Pyrane -- Merci pour tes encouragements. Quant au charmeur qui va y passer à la place de son aimé... On verra bien, hein ^^ Et puis Isidre, il veut juste sauver un couple, le pauvre...
Nanashi-san -- Je ne comprends pas pourquoi tu demandes si Devon est un grand illusionniste en fait... Donc pour te répondre, j'en sais rien... Il n'est pas spécialisé, il touche un peu à tout. Sinon, contente que l'idée d'Isidre te plaise, et t'en fais pas, s'il trouve un virus, il n'en choisira pas un contagieux, il n'est pas bête XD
Fildange -- Pourquoi reprocher à Nathaniel son amour ? Il n'a rien fait de mal, si ? Sinon, merci pour tes compliments sur mes autres fics ^^
On prétend les créatures magiques immortelles. Ce n'est la vérité qu'en partie.
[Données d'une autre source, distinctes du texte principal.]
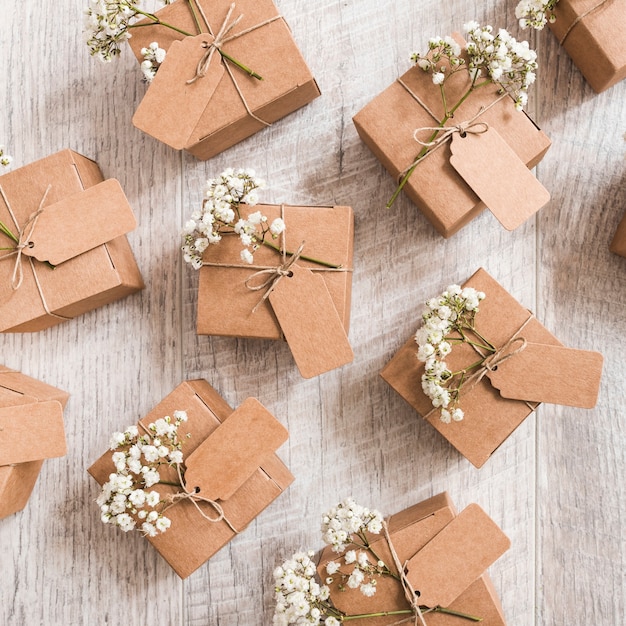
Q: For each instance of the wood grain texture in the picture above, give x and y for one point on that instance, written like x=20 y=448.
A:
x=556 y=487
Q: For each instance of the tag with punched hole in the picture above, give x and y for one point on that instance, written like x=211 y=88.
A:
x=554 y=374
x=80 y=222
x=234 y=451
x=309 y=320
x=171 y=108
x=31 y=432
x=450 y=562
x=497 y=176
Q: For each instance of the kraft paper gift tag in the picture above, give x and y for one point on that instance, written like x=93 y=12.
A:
x=318 y=342
x=497 y=176
x=234 y=451
x=79 y=223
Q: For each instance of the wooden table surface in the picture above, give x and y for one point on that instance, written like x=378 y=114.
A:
x=557 y=486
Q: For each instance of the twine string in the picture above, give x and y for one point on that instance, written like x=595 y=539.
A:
x=24 y=241
x=219 y=40
x=410 y=595
x=580 y=18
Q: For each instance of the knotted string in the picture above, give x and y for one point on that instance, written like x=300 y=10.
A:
x=193 y=497
x=406 y=585
x=218 y=41
x=580 y=18
x=448 y=131
x=491 y=362
x=24 y=235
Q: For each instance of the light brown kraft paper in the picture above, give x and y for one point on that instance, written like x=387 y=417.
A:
x=618 y=245
x=192 y=540
x=97 y=277
x=225 y=304
x=387 y=125
x=17 y=481
x=269 y=50
x=411 y=530
x=489 y=418
x=596 y=44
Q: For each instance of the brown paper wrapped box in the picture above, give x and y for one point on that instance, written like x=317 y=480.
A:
x=557 y=374
x=242 y=473
x=231 y=108
x=226 y=304
x=387 y=125
x=618 y=245
x=81 y=231
x=31 y=424
x=450 y=566
x=592 y=33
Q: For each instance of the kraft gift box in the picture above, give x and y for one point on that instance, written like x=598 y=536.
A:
x=592 y=34
x=445 y=557
x=227 y=305
x=230 y=459
x=544 y=371
x=225 y=105
x=387 y=126
x=31 y=429
x=73 y=254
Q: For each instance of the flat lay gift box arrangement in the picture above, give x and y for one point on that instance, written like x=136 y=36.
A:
x=64 y=249
x=31 y=430
x=202 y=74
x=618 y=244
x=208 y=471
x=509 y=365
x=308 y=304
x=484 y=164
x=592 y=33
x=425 y=565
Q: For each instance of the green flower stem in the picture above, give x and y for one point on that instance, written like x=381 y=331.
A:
x=302 y=256
x=448 y=115
x=4 y=229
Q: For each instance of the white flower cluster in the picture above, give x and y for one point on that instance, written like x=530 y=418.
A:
x=453 y=310
x=153 y=57
x=535 y=13
x=220 y=215
x=5 y=159
x=300 y=599
x=506 y=61
x=440 y=48
x=125 y=500
x=107 y=24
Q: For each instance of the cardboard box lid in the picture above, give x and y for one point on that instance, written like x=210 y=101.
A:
x=328 y=233
x=281 y=65
x=192 y=539
x=17 y=388
x=31 y=432
x=76 y=280
x=412 y=532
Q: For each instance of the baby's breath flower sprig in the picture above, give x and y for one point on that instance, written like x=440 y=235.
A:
x=108 y=24
x=498 y=59
x=535 y=13
x=302 y=599
x=126 y=499
x=449 y=319
x=220 y=216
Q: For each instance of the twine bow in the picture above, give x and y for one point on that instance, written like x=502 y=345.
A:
x=24 y=235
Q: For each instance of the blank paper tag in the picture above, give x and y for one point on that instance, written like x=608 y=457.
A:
x=309 y=320
x=31 y=432
x=497 y=176
x=81 y=222
x=171 y=108
x=554 y=374
x=234 y=451
x=448 y=564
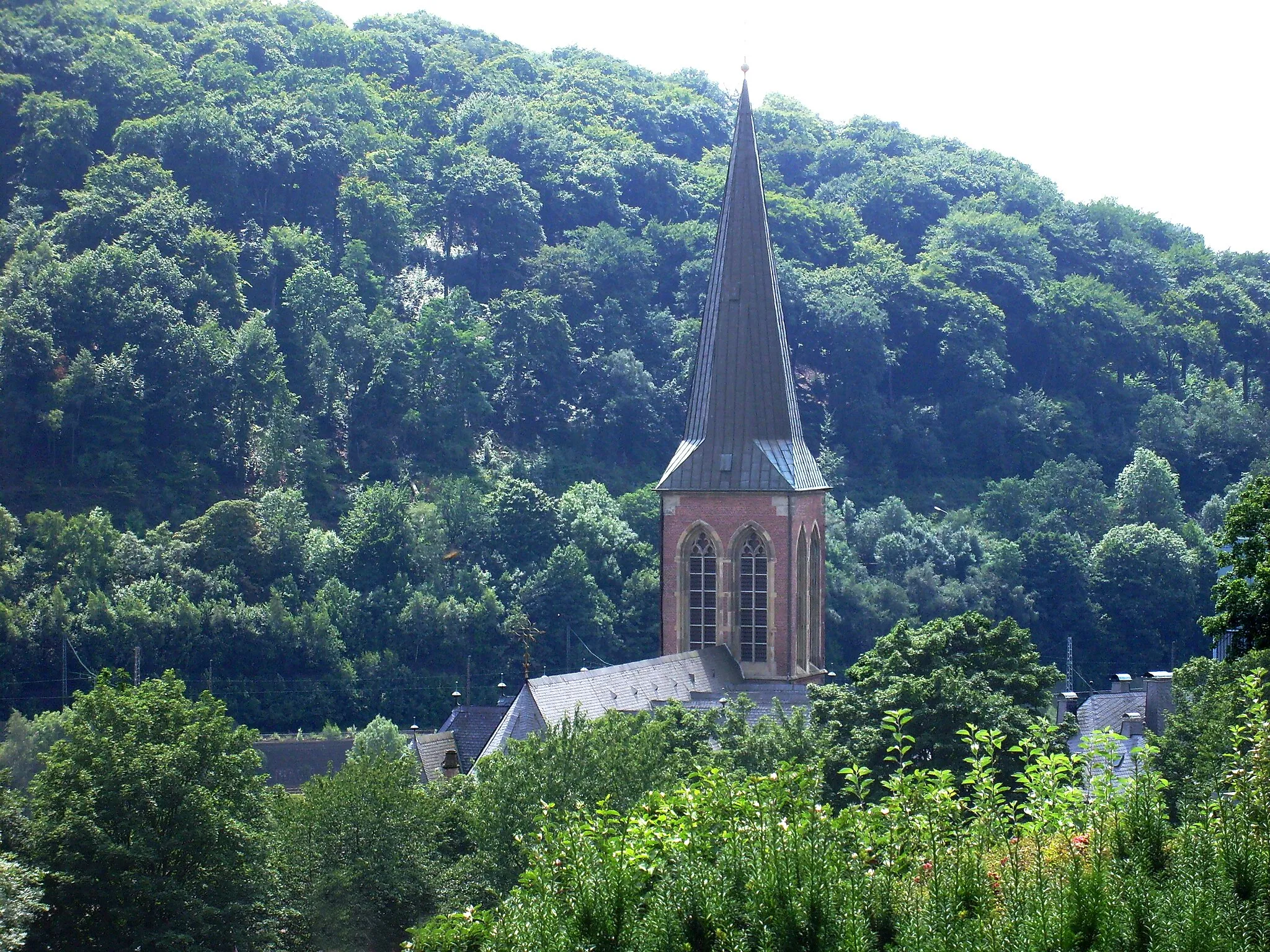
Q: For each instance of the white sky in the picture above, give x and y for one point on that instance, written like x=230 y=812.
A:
x=1165 y=106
En effet, il est vrai que les créatures magiques peuvent vivre éternellement. Cependant, elles peuvent également mourir. Bien qu'elles soient physiquement plus résistantes que les humains, bien que les années passent sur eux sans les affecter, un coup mal placé, une mauvaise chute, et ces créatures périront comme n'importe quel humain.
Certaines créatures magiques sont déjà mortes noyées, ou en tombant du haut d'un arbre, en se battant. En revanche, nul n'a jamais péri du poison ou de la maladie.
J'ai moi-même testé plusieurs poisons, des plus légers aux plus violents, mais à part quelques spasmes, vomissements, ou longs sommeils, vous pouvez constater que je suis toujours là pour vous décrire les effets.
Comme je l'explique, les créatures magiques meurent plus difficilement que les humains. Cela ne signifie pas qu'elles ne souffrent point.
Certains trouvent cela injuste comparé aux vies plus courtes des humains. Pour ma part, je trouve que les choses sont bien ainsi. Une vie longue mais pas interminable leur permet de l'apprécier au lieu de la gâcher et de la regarder passer. De plus, cette quasi-immortalité n'est pas toujours une bonne chose, car certaines créatures magiques ont dû vivre longtemps, très longtemps, tout en étant défiguré, mutilé, en souffrant le martyre et en sachant que ce calvaire n'aurait peut-être pas de fin, sauf s'ils choisissaient sciemment la mort.
Cependant, il ne doit pas être facile de tendre les bras à la mort de son plein gré tout en sachant qu'on aurait pu vivre encore une éternité.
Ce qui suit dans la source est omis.